British spy agency MI6 is “wary” of sharing information with gaffe-prone Foreign Secretary Boris Johnson because the spooks “do not trust him,” it has been claimed. They also don’t like his style, behavior and humor, reports suggest.
Johnson was forced to defend his approach and sense of humor on Wednesday as he hit back at suggestions his witticisms are damaging Britain’s relationships with other countries. “Telling jokes is often a very effective way of getting a diplomatic message across,” he told MPs.
His comments came after Tory MP Tom Tugendhat, chairman of the Commons Foreign Affairs Committee, warned Johnson it is “really, really hard to do cross-cultural humor.” Johnson was censured last month for saying that the Libyan town of Sirte, a former Islamic State stronghold, could be “the next Dubai” once it “clear[s] the dead bodies away.”
Responding to Tugendhat, Johnson said it was “a little bit condescending” to think that those in other countries did not have a sense of humor. “Sometimes actually people greatly appreciate you are talking to them in an informal way while subtly getting the point across,” he said.
According to the Daily Mail, a report from the latest edition of the New Statesman, a left-of-center political magazine, says: “Even [Johnson’s] ministerial team at the Foreign Office is said to be unhappy. The intelligence services are believed to be wary of sharing sensitive information with him, and on occasion relations with his instinctively Europhile civil servants have been strained.”
The Daily Mail quotes a former British ambassador calling Johnson “the least deserving and least qualified foreign secretary in modern times, who has successfully lived down to all expectations,” while another reportedly said, “Churchill would have thought he was a second-rate chancer.”
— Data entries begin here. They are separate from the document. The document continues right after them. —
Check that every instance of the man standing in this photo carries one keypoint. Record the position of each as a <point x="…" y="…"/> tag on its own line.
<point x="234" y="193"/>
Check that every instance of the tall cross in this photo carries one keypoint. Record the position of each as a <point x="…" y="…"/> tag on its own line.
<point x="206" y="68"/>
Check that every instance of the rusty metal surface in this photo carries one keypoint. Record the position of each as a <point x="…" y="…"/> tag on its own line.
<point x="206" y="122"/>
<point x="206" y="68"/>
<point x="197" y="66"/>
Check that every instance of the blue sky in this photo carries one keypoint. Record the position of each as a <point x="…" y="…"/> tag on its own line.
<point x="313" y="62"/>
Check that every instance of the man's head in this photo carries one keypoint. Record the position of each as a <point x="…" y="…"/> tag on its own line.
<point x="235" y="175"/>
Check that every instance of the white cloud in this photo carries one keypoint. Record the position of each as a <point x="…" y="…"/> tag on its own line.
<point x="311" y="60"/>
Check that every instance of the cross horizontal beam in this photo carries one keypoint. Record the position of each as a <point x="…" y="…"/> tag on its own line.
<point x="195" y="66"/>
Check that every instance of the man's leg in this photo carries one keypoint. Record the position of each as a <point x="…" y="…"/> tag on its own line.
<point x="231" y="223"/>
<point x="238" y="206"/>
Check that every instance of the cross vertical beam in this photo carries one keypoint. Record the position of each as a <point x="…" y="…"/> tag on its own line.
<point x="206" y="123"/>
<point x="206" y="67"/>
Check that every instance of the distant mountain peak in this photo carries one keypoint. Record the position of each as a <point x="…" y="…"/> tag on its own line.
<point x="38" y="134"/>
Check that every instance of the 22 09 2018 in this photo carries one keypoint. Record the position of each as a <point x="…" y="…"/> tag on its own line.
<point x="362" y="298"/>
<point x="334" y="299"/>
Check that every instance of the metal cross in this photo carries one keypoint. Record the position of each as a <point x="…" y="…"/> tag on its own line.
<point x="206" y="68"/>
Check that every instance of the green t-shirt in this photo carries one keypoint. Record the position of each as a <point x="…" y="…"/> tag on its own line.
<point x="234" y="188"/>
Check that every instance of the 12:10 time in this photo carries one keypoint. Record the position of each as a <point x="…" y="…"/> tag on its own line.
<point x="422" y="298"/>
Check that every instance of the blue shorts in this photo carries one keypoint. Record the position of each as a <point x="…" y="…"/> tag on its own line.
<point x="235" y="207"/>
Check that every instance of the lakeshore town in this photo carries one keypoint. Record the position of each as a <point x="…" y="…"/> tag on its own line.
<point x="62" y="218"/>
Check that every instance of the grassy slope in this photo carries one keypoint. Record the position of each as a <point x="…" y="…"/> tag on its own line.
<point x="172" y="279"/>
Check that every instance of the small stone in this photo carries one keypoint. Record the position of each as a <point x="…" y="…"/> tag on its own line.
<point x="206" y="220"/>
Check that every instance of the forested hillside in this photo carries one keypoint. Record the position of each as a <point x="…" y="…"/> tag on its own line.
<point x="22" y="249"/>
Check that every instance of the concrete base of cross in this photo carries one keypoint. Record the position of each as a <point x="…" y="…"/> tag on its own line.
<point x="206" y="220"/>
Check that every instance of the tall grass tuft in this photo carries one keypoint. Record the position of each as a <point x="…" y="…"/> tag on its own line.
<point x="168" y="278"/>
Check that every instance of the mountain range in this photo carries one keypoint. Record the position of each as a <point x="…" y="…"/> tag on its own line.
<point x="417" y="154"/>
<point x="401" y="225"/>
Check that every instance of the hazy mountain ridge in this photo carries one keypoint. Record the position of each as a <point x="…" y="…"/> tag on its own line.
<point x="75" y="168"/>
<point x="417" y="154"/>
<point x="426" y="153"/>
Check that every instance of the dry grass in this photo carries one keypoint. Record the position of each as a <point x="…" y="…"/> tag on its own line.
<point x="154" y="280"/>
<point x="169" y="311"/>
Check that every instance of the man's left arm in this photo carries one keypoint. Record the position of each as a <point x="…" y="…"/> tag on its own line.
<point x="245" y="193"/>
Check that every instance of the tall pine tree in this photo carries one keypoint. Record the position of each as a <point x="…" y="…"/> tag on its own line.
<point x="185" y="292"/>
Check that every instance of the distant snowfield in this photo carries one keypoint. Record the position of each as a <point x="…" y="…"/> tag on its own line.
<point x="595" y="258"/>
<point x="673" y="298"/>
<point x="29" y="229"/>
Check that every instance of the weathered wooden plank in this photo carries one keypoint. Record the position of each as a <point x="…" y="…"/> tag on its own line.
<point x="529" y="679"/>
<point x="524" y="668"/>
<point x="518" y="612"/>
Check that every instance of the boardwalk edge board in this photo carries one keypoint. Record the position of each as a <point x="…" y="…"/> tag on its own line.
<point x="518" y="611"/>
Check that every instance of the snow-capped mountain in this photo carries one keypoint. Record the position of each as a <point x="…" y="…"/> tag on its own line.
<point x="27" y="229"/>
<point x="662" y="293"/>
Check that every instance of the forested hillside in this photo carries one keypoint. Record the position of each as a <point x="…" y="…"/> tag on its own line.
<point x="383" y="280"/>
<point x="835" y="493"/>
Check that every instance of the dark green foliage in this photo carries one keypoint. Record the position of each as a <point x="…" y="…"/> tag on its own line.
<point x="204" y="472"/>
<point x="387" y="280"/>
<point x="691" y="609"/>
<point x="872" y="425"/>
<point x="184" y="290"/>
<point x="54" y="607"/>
A senior European diplomat reportedly said Johnson was “not taken seriously as a foreign policy actor” and was damaging British interests. He added that many of his European counterparts “positively dislike him.”
Sir Nigel Sheinwald, a former ambassador to the US and the European Union, added that “His style gets in the way of handling foreign relations in a serious, responsible way at a time of real difficulty for this country. I don’t think he’s been at all helpful to the UK national interest, and I think that’s very regrettable indeed.”